Today 75 per cent of material delivered to the local dump is now recycled

Princeton landfill operators regard an enhanced recycling program introduced by the province as a positive step.

However the transition to the new regulations is proving to be troublesome.

“It’s very confusing to people,” said Mario Martins, landfill manager, adding the new rules are costing money.

“I’ve now hired somebody to monitor [it].”

The province designated 116 depots, including the Princeton landfill, to accept an expanded list of plastics for recycling.

That came into effect here last Monday, yet the way the new plastics must be sorted is a challenge.

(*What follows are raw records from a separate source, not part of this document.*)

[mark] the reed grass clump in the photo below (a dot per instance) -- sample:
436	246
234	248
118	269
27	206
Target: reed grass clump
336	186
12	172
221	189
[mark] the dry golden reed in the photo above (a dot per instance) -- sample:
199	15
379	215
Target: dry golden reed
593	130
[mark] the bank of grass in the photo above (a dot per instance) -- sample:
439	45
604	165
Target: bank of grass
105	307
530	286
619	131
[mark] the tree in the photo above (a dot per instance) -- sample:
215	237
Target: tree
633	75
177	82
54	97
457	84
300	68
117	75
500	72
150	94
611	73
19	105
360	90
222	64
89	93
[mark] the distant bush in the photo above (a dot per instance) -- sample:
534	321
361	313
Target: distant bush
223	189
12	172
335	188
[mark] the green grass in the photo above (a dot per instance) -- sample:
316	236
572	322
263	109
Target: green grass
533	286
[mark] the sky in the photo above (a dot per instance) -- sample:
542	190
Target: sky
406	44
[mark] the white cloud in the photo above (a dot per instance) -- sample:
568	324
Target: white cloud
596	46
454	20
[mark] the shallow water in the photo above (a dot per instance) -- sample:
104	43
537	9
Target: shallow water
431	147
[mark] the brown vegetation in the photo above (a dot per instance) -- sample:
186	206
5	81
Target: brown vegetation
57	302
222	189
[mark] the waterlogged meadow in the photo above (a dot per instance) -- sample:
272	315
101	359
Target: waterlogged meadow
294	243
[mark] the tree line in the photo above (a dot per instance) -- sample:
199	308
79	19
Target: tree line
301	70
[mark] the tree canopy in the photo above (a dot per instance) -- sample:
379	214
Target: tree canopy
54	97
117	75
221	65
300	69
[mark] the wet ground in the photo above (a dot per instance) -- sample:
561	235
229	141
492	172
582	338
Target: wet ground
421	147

The new program means the designated landfills now accept the following,

• Zipper lock pouches for frozen foods like prawns, berries and prepared food

• Zipper lock bags for fresh foods like grapes, berries and deli meat

• Stand-up pouches for baby food and hand soap refills

• Stand-up and zipper lock pouches for items like dried fruits, granola, sugar, oatmeal, quinoa, dish detergent pods and grated cheese

• Bags for potato chips, candy, dried pasta, coffee and cereal

• Cellophane for flowers and gift baskets

• Wrappers for cheese slices, snack bars and instant noodles

• Flexible Packaging with Plastic Seal

• Packaging for fresh pasta, pre-packaged deli meats and pre-packaged cheese

• Net bags for avocados, onions, oranges, lemons and limes

• Woven plastic bags for rice

However, those items must be sorted into different containers, and so far the signage provided by Recycle BC has not been effective.

Landfill customers can either sort their plastics at home, or separate them at the landfill, said Martins.

“They can do it on site here. We have all the necessary arrangements for them to do it and they can feel free to ask us for pamphlets.”

The new employee at the landfill “spends most of her day at that [recycling] bag,” he said.

Martins said he supports the initiative, noting that waste diversion numbers at the Princeton dump are now staggering.

“Of course the more we recycle the less we are putting into our landfill. I have seen a difference here and of course I came in right at the beginning of the big changes.”

In 2014, said Mario, between 20 and 25 per cent of material delivered to the landfill was recycled.

“Now we are recycling 75 per cent.”

Martins said the public will eventually adjust to the new opportunities and expectations.

“People just have to be patience with us,” he said.